In a hypothesis test, sample data is evaluated in order to arrive at a decision about some type of claim. If certain conditions about the sample are satisfied, then the claim can be evaluated for a population. In a hypothesis test, we:
- Evaluate the null hypothesis, typically denoted with H0. The null is not rejected unless the hypothesis test shows otherwise. The null statement must always contain some form of equality (=, ≤ or ≥)
- Always write the alternative hypothesis, typically denoted with Ha or H1, using not equal, less than or greater than symbols, i.e., (≠, <, or > ).
- If we reject the null hypothesis, then we can assume there is enough evidence to support the alternative hypothesis.

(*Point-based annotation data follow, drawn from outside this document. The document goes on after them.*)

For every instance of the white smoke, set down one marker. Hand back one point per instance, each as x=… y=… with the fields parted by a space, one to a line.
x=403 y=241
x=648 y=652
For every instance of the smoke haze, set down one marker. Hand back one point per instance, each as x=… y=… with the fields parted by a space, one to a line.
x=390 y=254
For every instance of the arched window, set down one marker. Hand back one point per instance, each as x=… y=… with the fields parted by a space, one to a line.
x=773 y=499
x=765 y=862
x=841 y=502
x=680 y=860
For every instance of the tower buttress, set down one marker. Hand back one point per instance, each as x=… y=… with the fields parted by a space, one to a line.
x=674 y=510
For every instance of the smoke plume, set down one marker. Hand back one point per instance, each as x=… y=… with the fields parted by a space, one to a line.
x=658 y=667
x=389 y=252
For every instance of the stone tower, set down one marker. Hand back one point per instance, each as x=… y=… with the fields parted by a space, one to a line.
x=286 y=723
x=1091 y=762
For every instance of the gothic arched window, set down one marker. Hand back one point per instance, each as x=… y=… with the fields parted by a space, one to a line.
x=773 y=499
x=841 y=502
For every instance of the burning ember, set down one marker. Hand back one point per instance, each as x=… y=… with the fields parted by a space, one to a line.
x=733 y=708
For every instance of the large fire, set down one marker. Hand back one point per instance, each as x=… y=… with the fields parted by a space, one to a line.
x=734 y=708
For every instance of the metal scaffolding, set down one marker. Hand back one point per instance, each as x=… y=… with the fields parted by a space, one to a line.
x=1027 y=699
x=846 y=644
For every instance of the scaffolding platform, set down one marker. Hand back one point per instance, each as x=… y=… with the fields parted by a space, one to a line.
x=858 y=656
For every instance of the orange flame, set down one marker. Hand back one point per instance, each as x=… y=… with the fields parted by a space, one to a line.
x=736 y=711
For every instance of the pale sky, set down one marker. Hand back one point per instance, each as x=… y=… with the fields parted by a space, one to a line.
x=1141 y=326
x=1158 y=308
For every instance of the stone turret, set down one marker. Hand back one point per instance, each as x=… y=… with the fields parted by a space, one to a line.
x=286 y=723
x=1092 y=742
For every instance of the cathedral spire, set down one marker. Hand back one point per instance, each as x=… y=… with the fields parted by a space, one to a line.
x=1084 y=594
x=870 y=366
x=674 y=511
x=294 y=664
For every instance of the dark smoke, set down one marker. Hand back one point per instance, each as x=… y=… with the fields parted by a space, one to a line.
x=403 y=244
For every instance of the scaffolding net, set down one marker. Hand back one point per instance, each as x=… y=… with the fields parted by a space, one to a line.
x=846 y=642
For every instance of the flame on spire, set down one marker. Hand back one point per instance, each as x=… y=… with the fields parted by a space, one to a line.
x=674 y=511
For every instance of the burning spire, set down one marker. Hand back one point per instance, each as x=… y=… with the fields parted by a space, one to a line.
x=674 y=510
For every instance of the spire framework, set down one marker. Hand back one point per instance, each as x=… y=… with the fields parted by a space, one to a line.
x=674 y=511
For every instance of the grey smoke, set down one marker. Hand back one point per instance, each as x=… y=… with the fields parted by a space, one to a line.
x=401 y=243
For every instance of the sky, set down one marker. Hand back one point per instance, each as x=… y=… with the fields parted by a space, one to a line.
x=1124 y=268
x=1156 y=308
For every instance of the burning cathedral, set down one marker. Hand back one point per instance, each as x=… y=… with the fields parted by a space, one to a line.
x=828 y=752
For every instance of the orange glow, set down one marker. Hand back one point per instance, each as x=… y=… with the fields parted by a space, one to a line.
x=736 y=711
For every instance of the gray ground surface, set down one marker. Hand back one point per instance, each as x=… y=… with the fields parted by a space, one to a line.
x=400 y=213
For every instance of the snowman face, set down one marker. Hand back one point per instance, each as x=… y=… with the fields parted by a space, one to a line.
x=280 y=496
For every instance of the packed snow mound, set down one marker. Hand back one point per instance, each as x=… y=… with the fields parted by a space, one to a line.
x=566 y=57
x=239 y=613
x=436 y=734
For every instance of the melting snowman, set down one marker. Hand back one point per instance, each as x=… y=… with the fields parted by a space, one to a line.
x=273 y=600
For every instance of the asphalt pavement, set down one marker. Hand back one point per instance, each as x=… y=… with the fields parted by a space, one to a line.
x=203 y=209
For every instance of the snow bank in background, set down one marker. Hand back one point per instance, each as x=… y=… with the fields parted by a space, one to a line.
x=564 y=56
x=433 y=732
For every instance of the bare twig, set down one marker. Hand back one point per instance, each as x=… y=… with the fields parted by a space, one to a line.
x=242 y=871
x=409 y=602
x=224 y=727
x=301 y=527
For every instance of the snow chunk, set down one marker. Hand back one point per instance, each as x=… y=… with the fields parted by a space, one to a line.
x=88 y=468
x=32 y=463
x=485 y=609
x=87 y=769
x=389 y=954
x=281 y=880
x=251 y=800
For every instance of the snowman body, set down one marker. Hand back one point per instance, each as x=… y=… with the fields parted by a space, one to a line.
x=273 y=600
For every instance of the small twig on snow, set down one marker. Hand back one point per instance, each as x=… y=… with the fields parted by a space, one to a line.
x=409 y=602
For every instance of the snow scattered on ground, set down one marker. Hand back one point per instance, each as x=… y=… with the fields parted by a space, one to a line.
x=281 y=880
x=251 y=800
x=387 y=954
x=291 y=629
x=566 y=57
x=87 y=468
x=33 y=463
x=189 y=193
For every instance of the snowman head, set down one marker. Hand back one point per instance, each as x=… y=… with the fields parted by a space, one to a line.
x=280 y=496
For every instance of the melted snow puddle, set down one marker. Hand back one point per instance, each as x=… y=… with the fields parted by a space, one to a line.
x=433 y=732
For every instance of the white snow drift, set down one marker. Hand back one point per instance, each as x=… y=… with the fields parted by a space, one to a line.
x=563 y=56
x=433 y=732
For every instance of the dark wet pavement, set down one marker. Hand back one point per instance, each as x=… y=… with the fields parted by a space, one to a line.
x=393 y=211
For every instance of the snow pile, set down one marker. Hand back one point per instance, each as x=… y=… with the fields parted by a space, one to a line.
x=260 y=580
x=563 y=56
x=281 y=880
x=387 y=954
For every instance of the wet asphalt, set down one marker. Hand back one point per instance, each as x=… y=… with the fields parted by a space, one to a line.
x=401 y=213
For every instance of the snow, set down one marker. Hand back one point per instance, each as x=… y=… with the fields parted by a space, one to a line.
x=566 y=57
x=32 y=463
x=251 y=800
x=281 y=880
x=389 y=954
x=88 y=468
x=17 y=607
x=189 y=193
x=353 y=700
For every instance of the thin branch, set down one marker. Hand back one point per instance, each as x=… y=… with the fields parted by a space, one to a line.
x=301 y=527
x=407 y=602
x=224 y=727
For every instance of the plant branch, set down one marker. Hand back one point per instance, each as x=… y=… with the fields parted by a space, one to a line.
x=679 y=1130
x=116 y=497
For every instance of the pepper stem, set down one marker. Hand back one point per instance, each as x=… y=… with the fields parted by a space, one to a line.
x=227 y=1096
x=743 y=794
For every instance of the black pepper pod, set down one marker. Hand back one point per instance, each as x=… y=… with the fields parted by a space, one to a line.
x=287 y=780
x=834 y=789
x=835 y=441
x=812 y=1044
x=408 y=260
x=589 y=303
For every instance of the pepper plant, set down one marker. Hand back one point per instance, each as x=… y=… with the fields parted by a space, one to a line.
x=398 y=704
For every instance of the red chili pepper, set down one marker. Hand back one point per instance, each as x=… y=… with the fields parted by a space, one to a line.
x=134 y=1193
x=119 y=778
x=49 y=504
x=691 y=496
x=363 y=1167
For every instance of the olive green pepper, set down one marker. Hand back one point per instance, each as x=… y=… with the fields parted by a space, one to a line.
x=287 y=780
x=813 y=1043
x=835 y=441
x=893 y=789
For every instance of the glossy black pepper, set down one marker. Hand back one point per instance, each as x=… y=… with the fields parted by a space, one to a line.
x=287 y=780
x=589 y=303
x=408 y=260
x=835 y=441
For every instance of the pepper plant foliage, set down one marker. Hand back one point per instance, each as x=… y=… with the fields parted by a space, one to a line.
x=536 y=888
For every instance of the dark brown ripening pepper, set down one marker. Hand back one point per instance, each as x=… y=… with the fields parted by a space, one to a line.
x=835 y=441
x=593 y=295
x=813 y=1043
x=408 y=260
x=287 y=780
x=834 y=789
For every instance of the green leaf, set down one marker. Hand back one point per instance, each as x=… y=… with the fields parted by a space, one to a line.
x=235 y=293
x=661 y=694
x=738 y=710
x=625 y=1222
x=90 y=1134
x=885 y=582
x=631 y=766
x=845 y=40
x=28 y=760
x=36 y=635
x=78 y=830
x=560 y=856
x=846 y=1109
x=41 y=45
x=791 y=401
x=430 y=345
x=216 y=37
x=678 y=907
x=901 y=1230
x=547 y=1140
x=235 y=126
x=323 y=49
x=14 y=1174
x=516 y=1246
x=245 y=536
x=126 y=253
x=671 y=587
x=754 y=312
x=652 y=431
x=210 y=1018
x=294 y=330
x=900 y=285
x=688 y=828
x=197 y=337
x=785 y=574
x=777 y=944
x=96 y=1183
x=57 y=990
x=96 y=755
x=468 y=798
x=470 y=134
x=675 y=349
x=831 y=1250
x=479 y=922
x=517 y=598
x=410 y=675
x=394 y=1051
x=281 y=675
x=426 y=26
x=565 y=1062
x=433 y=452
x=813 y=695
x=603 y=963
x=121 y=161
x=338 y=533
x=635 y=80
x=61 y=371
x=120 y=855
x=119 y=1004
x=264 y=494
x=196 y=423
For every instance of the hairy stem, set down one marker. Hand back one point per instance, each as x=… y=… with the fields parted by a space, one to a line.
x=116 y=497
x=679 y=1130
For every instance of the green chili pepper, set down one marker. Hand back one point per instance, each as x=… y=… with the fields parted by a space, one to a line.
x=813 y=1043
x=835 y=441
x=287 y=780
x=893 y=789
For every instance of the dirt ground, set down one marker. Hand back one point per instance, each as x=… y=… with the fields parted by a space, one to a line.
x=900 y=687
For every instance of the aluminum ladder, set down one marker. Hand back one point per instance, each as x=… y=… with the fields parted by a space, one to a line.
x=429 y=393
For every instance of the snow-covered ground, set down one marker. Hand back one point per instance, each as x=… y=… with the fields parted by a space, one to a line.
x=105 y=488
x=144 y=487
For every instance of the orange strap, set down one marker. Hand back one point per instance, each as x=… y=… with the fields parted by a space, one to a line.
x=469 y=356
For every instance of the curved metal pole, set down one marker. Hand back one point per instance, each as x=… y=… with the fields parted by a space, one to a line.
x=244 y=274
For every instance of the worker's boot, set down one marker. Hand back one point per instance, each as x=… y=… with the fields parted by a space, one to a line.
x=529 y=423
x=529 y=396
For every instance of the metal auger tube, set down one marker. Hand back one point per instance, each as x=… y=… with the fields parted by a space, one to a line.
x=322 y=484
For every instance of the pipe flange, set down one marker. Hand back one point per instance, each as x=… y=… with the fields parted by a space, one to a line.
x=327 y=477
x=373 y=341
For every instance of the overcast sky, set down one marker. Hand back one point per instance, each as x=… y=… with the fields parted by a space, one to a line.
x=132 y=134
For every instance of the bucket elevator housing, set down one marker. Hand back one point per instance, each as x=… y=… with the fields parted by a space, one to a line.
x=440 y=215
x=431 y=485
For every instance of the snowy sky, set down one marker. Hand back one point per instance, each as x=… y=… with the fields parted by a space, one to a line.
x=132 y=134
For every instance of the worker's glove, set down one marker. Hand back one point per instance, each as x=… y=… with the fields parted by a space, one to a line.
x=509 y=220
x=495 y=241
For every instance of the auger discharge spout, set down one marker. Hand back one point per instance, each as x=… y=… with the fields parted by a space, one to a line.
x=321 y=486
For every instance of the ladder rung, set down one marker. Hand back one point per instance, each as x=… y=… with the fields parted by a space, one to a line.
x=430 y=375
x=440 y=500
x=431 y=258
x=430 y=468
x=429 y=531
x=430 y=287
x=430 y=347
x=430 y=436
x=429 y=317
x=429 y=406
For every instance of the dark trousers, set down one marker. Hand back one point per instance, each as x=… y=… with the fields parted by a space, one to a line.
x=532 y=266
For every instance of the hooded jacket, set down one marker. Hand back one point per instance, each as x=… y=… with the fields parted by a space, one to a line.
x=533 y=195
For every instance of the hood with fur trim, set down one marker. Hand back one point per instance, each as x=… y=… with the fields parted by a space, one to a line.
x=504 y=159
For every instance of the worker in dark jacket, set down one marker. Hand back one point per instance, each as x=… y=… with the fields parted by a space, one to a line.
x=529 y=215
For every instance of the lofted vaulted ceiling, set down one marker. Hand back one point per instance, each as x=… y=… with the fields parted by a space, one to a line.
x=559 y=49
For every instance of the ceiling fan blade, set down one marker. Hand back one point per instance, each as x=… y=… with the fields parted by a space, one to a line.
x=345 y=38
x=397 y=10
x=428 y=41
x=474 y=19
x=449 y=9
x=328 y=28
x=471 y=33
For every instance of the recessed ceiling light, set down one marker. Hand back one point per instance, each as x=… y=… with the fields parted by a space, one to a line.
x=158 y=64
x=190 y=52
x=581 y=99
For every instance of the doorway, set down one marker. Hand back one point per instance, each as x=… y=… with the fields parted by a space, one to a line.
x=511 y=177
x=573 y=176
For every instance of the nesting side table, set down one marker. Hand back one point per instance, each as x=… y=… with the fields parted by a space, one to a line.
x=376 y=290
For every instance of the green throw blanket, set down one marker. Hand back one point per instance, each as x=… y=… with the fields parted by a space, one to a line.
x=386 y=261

- Never state that a claim is proven true or false. Keep in mind the underlying fact that hypothesis testing is based on probability laws; therefore, we can talk only in terms of non-absolute certainties.
In every hypothesis test, the outcomes are dependent on a correct interpretation of the data. Incorrect calculations or misunderstood summary statistics can yield errors that affect the results. A Type I error occurs when a true null hypothesis is rejected. A Type II error occurs when a false null hypothesis is not rejected.
The probabilities of these errors are denoted by the Greek letters α and β, for a Type I and a Type II error respectively. The power of the test, 1 – β, quantifies the likelihood that a test will yield the correct result of a true alternative hypothesis being accepted. A high power is desirable.
In order for a hypothesis test’s results to be generalized to a population, certain requirements must be satisfied.
When testing for a single population mean:
- A Student's t-test should be used if the data come from a simple, random sample and the population is approximately normally distributed, or the sample size is large, with an unknown standard deviation.
- The normal test will work if the data come from a simple, random sample and the population is approximately normally distributed, or the sample size is large.
When testing a single population proportion use a normal test for a single population proportion if the data comes from a simple, random sample, fill the requirements for a binomial distribution, and the mean number of success and the mean number of failures satisfy the conditions: np > 5 and nq > 5 where n is the sample size, p is the probability of a success, and q is the probability of a failure.
The hypothesis test itself has an established process. This can be summarized as follows:
- Determine H0 and Ha. Remember, they are contradictory.
- Determine the random variable.
- Determine the distribution for the test.
- Draw a graph and calculate the test statistic.
- Compare the calculated test statistic with the Z critical value determined by the level of significance required by the test and make a decision (cannot reject H0 or cannot accept H0), and write a clear conclusion using English sentences.